8. Il résulte de tout ce qui précède que la requête de Mme F doit être rejetée, y compris les conclusions présentées au titre de l'article L. 761-1 du code de justice administrative et de l'article 37 de la loi du 10 juillet 1991.

D E C I D E :

Article 1er : Il n'y a plus lieu de statuer sur les conclusions à fin d'admission à l'aide juridictionnelle à titre provisoire de Mme F.

Article 2 : La requête de Mme F est rejetée.

Article 3 : Le présent jugement sera notifié à Mme C F, au ministre de l'intérieur et des outre-mer, et à Me Bonaglia.

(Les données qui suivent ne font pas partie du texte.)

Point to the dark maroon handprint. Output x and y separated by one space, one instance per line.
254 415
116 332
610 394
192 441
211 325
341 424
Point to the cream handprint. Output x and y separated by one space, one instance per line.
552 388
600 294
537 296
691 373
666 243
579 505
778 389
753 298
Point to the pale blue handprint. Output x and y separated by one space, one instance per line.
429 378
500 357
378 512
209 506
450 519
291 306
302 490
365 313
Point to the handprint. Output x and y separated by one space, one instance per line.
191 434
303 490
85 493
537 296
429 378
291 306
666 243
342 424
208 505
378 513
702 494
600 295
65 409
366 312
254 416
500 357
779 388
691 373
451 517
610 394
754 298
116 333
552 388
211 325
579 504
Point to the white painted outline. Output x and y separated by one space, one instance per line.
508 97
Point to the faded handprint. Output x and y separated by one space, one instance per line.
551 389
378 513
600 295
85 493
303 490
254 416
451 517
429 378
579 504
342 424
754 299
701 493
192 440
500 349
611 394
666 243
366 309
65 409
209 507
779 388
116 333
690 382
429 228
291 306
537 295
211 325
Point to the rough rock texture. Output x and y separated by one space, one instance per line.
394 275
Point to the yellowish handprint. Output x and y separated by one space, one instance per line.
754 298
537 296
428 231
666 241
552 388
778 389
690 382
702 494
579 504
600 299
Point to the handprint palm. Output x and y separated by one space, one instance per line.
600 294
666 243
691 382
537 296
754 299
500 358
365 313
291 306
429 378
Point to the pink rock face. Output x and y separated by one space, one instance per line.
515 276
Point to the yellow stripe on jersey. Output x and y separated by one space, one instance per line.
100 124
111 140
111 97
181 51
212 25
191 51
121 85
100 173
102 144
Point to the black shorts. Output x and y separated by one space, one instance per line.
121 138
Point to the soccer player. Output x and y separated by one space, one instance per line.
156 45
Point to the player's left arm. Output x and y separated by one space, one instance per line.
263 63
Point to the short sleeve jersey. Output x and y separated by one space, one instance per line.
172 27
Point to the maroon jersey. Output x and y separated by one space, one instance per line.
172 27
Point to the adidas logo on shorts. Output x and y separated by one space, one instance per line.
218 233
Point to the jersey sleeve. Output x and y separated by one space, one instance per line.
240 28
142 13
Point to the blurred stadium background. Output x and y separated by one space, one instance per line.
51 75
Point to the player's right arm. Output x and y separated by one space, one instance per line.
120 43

Délibéré après l'audience du 30 mai 2023, à laquelle siégeaient :

Mme Hermann Jager, présidente rapporteure,

Mme Beugelmans-Lagane, première conseillère,

Mme Renvoise, première conseillère.

Rendu public par mise à disposition au greffe le 13 juin 2023.

La présidente rapporteure,

V. HERMANN JAGER

L'assesseure la plus ancienne,

N. BEUGELMANS-LAGANE

La greffière,

C. YAHIAOUI

La République mande et ordonne au préfet de police en ce qui le concerne ou à tous commissaires de justice à ce requis en ce qui concerne les voies de droit commun contre les parties privées, de pourvoir à l'exécution de la présente décision.